Some time ago I was working in Brussels with Dan Mitchell, formerly of the Heritage Foundation, now with the Cato Institute (both excellent conservative Washington think-tanks), and I noticed he was wearing a really great tie — all stars and stripes and antique type-setting. On closer examination, it turned out to be the tie of the US National Rifle Association — that bastion of conservative values in the US of A. And emblazoned on it was the famous Second Amendment to the US Constitution:
“A well-regulated militia being necessary to the security of a free state, the right of the people to keep and bear arms shall not be infringed”.
As my good friend Dan Hannan likes to say, the US Constitution is chiefly about the rights of the people, whereas the EU Constitution is chiefly about the power of the state. Mind you I suppose we could have a debate about whether America’s millions of gun owners represent “a well-regulated militia”, in any sense which the authors of the amendment might recognise.
I admired Dan (Mitchell)’s tie, and with typical American generosity he immediately took it off and insisted on giving it to me, saying he could easily enough get another back in the US. He was across again in Brux last week, and I mentioned how much I was enjoying wearing the tie. He asked for a photograph of it in the European parliament, so here it is, taken in the Strasbourg Hemicycle.

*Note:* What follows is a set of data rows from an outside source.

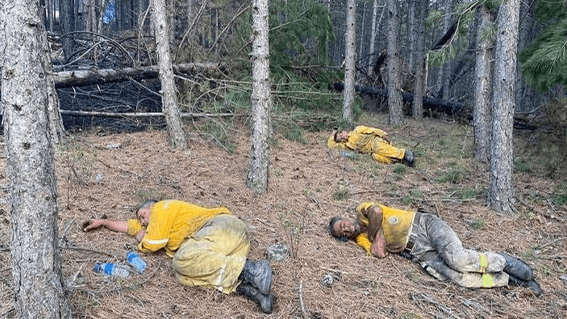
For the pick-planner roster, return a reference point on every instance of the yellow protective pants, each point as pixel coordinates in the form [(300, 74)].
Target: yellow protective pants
[(214, 256), (385, 153)]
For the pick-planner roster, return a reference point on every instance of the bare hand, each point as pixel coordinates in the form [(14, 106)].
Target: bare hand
[(92, 224)]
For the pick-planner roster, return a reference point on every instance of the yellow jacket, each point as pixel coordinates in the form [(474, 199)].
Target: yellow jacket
[(171, 222), (361, 139), (396, 225)]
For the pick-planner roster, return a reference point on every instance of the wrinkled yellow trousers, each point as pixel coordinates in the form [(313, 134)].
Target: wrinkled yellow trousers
[(385, 153), (214, 256)]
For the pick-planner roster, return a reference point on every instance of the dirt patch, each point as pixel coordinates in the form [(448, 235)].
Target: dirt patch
[(107, 174)]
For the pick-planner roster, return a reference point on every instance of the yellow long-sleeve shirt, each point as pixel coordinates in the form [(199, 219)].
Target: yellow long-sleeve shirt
[(396, 225), (360, 139), (170, 223)]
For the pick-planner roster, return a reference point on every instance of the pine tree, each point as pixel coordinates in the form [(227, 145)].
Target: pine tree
[(544, 62)]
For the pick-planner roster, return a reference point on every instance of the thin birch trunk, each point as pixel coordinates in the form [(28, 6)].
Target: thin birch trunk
[(169, 94), (501, 190), (259, 160)]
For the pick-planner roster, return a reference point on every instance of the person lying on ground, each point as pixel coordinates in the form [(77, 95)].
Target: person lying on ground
[(428, 240), (371, 140), (209, 246)]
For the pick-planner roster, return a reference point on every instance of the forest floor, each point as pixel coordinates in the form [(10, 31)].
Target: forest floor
[(107, 174)]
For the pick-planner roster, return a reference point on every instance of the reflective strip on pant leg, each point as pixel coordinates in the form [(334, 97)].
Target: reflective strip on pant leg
[(483, 262), (487, 281)]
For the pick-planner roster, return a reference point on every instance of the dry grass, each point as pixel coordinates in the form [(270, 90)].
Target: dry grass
[(304, 181)]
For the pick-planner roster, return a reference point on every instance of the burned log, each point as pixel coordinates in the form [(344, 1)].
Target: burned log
[(90, 77)]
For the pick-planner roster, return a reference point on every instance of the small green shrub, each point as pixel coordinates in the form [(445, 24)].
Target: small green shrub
[(478, 224), (341, 194), (560, 194)]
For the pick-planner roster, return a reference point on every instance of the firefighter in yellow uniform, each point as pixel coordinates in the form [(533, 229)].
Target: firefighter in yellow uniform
[(428, 240), (371, 140), (209, 246)]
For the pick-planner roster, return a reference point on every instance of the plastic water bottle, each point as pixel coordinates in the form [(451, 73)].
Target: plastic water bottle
[(114, 270), (136, 261)]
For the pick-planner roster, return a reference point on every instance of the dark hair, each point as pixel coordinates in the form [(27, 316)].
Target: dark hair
[(146, 204), (335, 137), (332, 229)]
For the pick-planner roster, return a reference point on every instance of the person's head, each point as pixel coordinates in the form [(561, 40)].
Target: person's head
[(143, 212), (344, 228), (341, 136)]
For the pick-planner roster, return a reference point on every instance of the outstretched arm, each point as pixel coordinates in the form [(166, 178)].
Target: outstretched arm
[(115, 225)]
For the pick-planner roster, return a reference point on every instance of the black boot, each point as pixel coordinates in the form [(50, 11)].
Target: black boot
[(517, 267), (530, 284), (266, 302), (408, 158), (259, 274)]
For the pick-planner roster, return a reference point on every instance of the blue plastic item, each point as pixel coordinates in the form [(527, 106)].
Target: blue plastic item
[(114, 270), (136, 261)]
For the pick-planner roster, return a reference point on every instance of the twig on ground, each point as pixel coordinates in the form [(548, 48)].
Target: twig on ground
[(553, 241), (88, 249), (301, 299)]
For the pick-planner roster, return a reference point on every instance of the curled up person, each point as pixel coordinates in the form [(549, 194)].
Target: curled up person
[(369, 140), (428, 240), (209, 247)]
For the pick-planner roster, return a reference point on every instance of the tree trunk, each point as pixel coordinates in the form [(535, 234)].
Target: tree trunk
[(413, 34), (169, 94), (372, 36), (36, 262), (350, 66), (421, 64), (443, 75), (501, 190), (259, 160), (525, 94), (395, 105), (67, 26), (481, 110)]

There are those in Britain who will look rather sniffily at the US, and blame America’s high level of gun crime on the Second Amendment. But we should be careful about reaching simplistic conclusions. After the Dunblane tragedy in the UK, we introduced some of the most draconian gun laws in the world, so that even our Olympic shooting teams find it difficult to train in the UK. Has our gun crime gone down? It has not. I understand that guns are cheaper and more widely available in the UK now, than they were before Dunblane.
As the old bumper-sticker put it, “If guns are outlawed, only outlaws will have guns”.